How do I write a Python composite key, dictionary of values ​​to a database?

I have a complex dictionary in Python like:

key          value
("a","b")    (1,2,3)
("c","d")    (4,5,6)
("e","f")    (7,8,9)

      

Both keys and values ​​are tuples. I would like to store it in the most efficient way for a sqlite database table like this:

row    col1   col2   col3   col4   col5
1      "a"    "b"    1      2      3
2      "c"    "d"    4      5      6
3      "e"    "f"    7      8      9

      

To do this, I was trying to concatenate keys and values ​​in turn, and then pass that structure to executemany () using INSERT. This works, but very slow:

writedata = []

for i in range(0, len(mydict.keys())):
    writedata.append(mydict.keys()[i] + mydict.values()[i])

sql = "INSERT INTO mytable VALUES (?,?,?,?,?)"
mydbcursor.executemany(sql, writedata)

      

I have a very large dataset, so ideally I don't even want to create an additional structure like writedata.

I've tried many solutions here on SO (list comprehension, list +, list expansion, generators, ...), but I haven't found the correct recipe for solving this case.

Any help or links would be appreciated!

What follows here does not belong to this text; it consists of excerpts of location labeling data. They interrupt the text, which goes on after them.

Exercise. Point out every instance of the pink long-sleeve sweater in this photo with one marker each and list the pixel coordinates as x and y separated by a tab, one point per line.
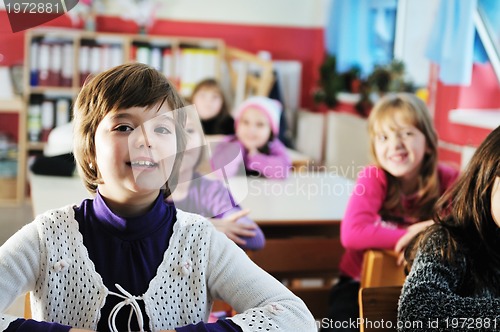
363	227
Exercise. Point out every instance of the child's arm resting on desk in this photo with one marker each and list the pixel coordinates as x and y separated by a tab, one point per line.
19	267
362	227
260	300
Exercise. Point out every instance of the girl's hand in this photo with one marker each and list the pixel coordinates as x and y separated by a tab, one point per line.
234	230
411	232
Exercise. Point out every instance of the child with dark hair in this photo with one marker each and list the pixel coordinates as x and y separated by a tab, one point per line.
126	260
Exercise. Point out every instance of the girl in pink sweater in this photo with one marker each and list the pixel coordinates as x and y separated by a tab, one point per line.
398	193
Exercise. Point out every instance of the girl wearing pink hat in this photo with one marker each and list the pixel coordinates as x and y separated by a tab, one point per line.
257	126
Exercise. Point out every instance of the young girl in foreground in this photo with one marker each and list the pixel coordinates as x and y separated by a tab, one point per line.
127	260
257	126
395	197
454	282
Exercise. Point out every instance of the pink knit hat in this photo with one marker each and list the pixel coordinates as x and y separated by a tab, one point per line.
270	107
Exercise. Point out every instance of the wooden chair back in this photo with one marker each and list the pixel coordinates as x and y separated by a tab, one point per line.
380	269
378	308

Thank!

+3


source to share


2 answers


Cursor.executemany()

works great with iterators:

The sqlite3 module also allows you to use iterator input parameters instead of a sequence.

So, you can pass a generator to it instead of creating an intermediate list first:

mydbcursor.executemany(sql, (k + v for k, v in mydict.iteritems()))

      

Will .iteritems()

not work in Python3 , there you can use .items()

that returns a view of the items instead of creating a list in memory.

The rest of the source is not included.